Internal problem ID [8375]
Book: Differential Gleichungen, E. Kamke, 3rd ed. Chelsea Pub. NY, 1948
Section: Chapter 1, Additional non-linear first order
Problem number: 795.
ODE order: 1.
ODE degree: 1.
CAS Maple gives this as type [[_homogeneous, class C], _rational, _Abel]

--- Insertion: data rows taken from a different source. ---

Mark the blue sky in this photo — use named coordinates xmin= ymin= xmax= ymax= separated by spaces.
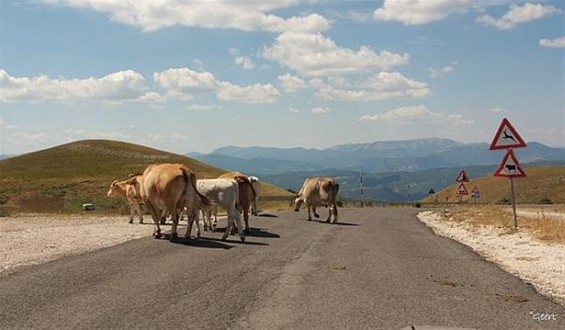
xmin=0 ymin=0 xmax=565 ymax=154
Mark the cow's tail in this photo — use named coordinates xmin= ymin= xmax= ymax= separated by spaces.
xmin=181 ymin=166 xmax=212 ymax=206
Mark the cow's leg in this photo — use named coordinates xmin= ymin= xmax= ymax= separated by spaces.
xmin=312 ymin=206 xmax=320 ymax=218
xmin=145 ymin=202 xmax=161 ymax=238
xmin=171 ymin=210 xmax=179 ymax=241
xmin=332 ymin=203 xmax=338 ymax=223
xmin=228 ymin=210 xmax=245 ymax=242
xmin=129 ymin=204 xmax=135 ymax=223
xmin=218 ymin=213 xmax=234 ymax=241
xmin=242 ymin=211 xmax=249 ymax=236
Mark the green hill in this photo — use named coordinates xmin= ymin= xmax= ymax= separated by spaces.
xmin=0 ymin=140 xmax=288 ymax=215
xmin=422 ymin=166 xmax=565 ymax=204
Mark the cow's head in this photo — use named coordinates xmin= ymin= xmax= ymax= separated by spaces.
xmin=294 ymin=196 xmax=304 ymax=212
xmin=106 ymin=180 xmax=118 ymax=197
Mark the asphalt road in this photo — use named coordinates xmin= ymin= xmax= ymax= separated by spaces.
xmin=0 ymin=208 xmax=565 ymax=330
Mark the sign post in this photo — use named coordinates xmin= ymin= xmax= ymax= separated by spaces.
xmin=490 ymin=118 xmax=526 ymax=228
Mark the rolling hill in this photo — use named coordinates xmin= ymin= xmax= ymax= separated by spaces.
xmin=0 ymin=140 xmax=289 ymax=215
xmin=422 ymin=166 xmax=565 ymax=205
xmin=187 ymin=138 xmax=565 ymax=175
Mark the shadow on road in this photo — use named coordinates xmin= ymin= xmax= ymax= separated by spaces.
xmin=257 ymin=213 xmax=279 ymax=218
xmin=163 ymin=234 xmax=232 ymax=250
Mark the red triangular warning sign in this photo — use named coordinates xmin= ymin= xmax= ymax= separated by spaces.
xmin=493 ymin=149 xmax=526 ymax=178
xmin=455 ymin=182 xmax=469 ymax=195
xmin=455 ymin=170 xmax=469 ymax=182
xmin=490 ymin=118 xmax=526 ymax=150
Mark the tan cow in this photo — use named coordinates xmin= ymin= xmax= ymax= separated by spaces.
xmin=294 ymin=177 xmax=339 ymax=224
xmin=132 ymin=163 xmax=210 ymax=240
xmin=106 ymin=175 xmax=143 ymax=223
xmin=218 ymin=172 xmax=256 ymax=233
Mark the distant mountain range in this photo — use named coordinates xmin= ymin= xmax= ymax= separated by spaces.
xmin=187 ymin=138 xmax=565 ymax=175
xmin=187 ymin=139 xmax=565 ymax=202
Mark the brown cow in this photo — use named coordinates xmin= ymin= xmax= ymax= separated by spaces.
xmin=294 ymin=177 xmax=339 ymax=223
xmin=106 ymin=175 xmax=143 ymax=223
xmin=136 ymin=163 xmax=210 ymax=240
xmin=218 ymin=172 xmax=256 ymax=233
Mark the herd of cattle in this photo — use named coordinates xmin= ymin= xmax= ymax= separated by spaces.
xmin=107 ymin=163 xmax=339 ymax=241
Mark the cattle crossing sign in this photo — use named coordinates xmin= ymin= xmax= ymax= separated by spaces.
xmin=455 ymin=170 xmax=469 ymax=182
xmin=455 ymin=182 xmax=469 ymax=196
xmin=490 ymin=118 xmax=526 ymax=228
xmin=494 ymin=149 xmax=526 ymax=178
xmin=490 ymin=118 xmax=526 ymax=150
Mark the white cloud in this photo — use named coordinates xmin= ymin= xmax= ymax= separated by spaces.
xmin=263 ymin=32 xmax=410 ymax=77
xmin=477 ymin=3 xmax=560 ymax=30
xmin=40 ymin=0 xmax=331 ymax=32
xmin=153 ymin=68 xmax=280 ymax=103
xmin=188 ymin=104 xmax=222 ymax=111
xmin=540 ymin=36 xmax=565 ymax=48
xmin=489 ymin=107 xmax=510 ymax=113
xmin=216 ymin=82 xmax=280 ymax=104
xmin=279 ymin=73 xmax=308 ymax=93
xmin=0 ymin=70 xmax=148 ymax=102
xmin=428 ymin=61 xmax=457 ymax=78
xmin=310 ymin=72 xmax=431 ymax=101
xmin=373 ymin=0 xmax=477 ymax=25
xmin=359 ymin=105 xmax=474 ymax=125
xmin=312 ymin=107 xmax=331 ymax=115
xmin=235 ymin=56 xmax=255 ymax=70
xmin=153 ymin=68 xmax=218 ymax=95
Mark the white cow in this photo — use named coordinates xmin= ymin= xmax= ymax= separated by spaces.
xmin=196 ymin=179 xmax=245 ymax=242
xmin=249 ymin=176 xmax=261 ymax=216
xmin=294 ymin=177 xmax=339 ymax=224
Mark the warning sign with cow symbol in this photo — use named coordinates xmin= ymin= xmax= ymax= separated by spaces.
xmin=490 ymin=118 xmax=526 ymax=150
xmin=494 ymin=149 xmax=526 ymax=178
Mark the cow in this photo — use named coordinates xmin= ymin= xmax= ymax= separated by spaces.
xmin=130 ymin=163 xmax=210 ymax=240
xmin=196 ymin=179 xmax=245 ymax=242
xmin=218 ymin=172 xmax=256 ymax=233
xmin=294 ymin=177 xmax=339 ymax=224
xmin=106 ymin=175 xmax=143 ymax=223
xmin=249 ymin=176 xmax=261 ymax=216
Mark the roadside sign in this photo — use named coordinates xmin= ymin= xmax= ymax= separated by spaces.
xmin=455 ymin=182 xmax=469 ymax=196
xmin=490 ymin=118 xmax=526 ymax=150
xmin=455 ymin=170 xmax=469 ymax=182
xmin=493 ymin=149 xmax=526 ymax=178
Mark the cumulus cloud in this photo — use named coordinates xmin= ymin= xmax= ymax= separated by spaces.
xmin=373 ymin=0 xmax=477 ymax=25
xmin=216 ymin=82 xmax=280 ymax=104
xmin=312 ymin=107 xmax=331 ymax=115
xmin=40 ymin=0 xmax=331 ymax=32
xmin=235 ymin=56 xmax=255 ymax=70
xmin=310 ymin=72 xmax=431 ymax=101
xmin=0 ymin=70 xmax=148 ymax=102
xmin=279 ymin=73 xmax=308 ymax=93
xmin=263 ymin=32 xmax=410 ymax=77
xmin=153 ymin=68 xmax=280 ymax=103
xmin=477 ymin=3 xmax=560 ymax=30
xmin=359 ymin=105 xmax=474 ymax=125
xmin=428 ymin=61 xmax=457 ymax=78
xmin=540 ymin=36 xmax=565 ymax=48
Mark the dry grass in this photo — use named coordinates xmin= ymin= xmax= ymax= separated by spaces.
xmin=443 ymin=206 xmax=565 ymax=244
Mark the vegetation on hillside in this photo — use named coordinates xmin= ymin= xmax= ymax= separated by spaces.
xmin=0 ymin=140 xmax=294 ymax=215
xmin=422 ymin=166 xmax=565 ymax=204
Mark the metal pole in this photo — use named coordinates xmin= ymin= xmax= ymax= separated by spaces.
xmin=510 ymin=177 xmax=518 ymax=228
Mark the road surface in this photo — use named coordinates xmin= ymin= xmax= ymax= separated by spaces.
xmin=0 ymin=208 xmax=565 ymax=330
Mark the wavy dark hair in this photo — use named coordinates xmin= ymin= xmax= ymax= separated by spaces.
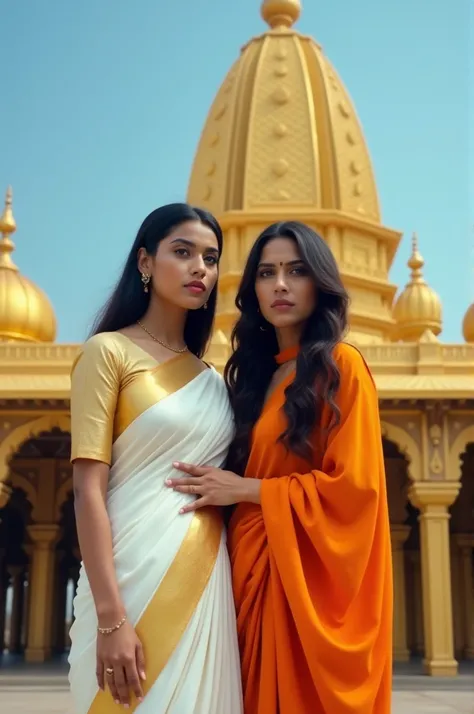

Solve \begin {gather*} \boxed {y^{\prime }-\frac {x^{3}+3 a \,x^{2}+3 a^{2} x +a^{3}+x y^{2}+a y^{2}+y^{3}}{\left (x +a \right )^{3}}=0} \end {gather*}
✓ Solution by Maple
Time used: 0.031 (sec). Leaf size: 37
dsolve(diff(y(x),x) = (x^3+3*a*x^2+3*a^2*x+a^3+x*y(x)^2+a*y(x)^2+y(x)^3)/(x+a)^3,y(x), singsol=all)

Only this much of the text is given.